Ce faisant, nos partis politiques sont à l’image de l’ensemble de l’appareil d’Etat français. Rares sont les fonctionnaires investis dans les services de la Commission européenne ou même simplement détachés à la représentation permanente de la France à obtenir, à leur retour de détachement, un poste qui valorise leur expérience ou même simplement qui reconnaisse leur investissement. Les Allemands, les Anglais, mais aujourd’hui aussi les Espagnols et les Portugais, ont de longue date appris à investir quelques-uns de leurs meilleurs éléments et à entretenir un fonctionnement de réseau, qui est indispensable à l’exercice d’une véritable influence en Europe.

Résultat : c’est toujours au dernier moment que nos dirigeants découvrent les enjeux d’une directive ou d’un règlement pour un secteur essentiel de notre activité nationale, là où nos partenaires, mais aussi concurrents, ont depuis des mois mis en œuvre un intense travail de lobbying, administratif et professionnel, pour infléchir les textes dans un sens qui leur soit favorable. Corollaire de ce résultat : nous abordons le plus souvent les dossiers les plus importants pour nos intérêts nationaux sur le mode du rapport de forces en fin de négociation, ce qui a pour effet de nous rendre insupportables mais aussi de nous fragiliser car il est rare qu’à ce petit jeu, on gagne sur l’essentiel.

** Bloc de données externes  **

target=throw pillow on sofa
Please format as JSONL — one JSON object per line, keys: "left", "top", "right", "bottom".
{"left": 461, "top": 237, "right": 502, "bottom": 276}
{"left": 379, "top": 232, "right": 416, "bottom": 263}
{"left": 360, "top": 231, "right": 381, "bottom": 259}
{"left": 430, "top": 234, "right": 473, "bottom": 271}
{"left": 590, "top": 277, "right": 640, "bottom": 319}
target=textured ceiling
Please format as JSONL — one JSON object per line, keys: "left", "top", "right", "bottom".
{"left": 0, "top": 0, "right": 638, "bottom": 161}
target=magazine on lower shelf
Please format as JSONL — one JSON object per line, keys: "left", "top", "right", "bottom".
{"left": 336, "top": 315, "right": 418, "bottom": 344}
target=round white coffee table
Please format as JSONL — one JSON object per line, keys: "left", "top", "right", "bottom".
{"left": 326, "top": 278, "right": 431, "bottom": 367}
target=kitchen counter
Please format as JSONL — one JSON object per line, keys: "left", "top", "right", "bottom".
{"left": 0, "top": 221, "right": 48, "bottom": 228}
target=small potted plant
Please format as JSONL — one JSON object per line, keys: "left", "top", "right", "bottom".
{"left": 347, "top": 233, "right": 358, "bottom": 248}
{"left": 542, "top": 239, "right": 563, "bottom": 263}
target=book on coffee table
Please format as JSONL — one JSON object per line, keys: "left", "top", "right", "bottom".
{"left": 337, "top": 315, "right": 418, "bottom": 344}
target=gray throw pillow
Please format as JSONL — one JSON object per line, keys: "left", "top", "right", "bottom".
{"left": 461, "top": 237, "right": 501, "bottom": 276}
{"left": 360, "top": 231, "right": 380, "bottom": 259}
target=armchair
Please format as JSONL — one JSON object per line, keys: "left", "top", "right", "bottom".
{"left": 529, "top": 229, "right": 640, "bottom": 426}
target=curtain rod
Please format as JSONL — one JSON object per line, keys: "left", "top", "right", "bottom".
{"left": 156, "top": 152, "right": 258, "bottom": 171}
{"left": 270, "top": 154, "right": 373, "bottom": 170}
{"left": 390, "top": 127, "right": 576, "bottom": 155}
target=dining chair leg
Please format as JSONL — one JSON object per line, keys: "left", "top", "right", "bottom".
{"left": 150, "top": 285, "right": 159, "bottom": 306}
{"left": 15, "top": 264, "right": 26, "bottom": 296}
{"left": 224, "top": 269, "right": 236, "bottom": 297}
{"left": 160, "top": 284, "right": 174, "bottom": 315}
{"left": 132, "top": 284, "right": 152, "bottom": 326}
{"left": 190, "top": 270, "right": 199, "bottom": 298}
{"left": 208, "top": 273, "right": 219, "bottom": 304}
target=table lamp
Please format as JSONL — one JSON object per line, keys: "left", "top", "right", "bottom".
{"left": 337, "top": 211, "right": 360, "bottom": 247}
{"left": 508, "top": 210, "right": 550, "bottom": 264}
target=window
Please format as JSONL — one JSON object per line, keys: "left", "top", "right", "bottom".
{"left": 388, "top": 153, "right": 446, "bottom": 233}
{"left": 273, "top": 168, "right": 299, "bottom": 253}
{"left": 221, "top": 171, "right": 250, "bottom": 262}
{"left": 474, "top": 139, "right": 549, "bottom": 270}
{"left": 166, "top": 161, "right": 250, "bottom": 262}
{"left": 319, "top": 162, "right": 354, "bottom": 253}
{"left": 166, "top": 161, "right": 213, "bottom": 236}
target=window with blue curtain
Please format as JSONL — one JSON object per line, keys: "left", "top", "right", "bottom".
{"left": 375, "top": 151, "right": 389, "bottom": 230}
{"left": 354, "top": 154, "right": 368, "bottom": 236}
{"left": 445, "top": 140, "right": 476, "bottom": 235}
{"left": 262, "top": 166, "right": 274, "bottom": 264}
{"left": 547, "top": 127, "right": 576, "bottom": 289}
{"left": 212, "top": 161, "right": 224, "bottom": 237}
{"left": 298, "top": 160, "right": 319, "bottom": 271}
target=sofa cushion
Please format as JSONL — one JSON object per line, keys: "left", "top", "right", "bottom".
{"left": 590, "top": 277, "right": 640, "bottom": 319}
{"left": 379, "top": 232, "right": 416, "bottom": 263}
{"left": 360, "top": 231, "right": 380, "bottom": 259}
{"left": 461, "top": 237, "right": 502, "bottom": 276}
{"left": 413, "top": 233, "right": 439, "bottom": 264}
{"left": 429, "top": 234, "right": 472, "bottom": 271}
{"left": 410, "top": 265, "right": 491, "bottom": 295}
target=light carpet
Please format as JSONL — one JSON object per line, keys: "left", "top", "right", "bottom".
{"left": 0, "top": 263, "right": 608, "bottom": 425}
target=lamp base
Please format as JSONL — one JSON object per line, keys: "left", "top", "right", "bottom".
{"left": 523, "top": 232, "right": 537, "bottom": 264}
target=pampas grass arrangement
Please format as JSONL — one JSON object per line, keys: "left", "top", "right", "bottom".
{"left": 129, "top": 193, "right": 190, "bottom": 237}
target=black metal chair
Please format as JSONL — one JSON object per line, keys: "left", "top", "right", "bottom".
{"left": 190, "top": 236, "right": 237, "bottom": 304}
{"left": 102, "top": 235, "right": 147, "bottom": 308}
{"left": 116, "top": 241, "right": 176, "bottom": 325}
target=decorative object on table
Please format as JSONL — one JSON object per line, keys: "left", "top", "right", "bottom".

Cette détestable exception française perdure. Les prochaines élections européennes devraient, hélas, la confirmer. Cette trahison des clercs, qui a conduit tant de nos responsables politiques, toutes tendances confondues, à se défausser sur « Bruxelles » de leurs propres impuissances, est aussi l’une des causes qui a conduit, un dimanche de mai 2005, un des peuples fondateurs de l’Union à voter non au traité constitutionnel qui pouvait apporter davantage d’efficacité, de démocratie, de responsabilité et de transparence dans le fonctionnement des institutions européennes.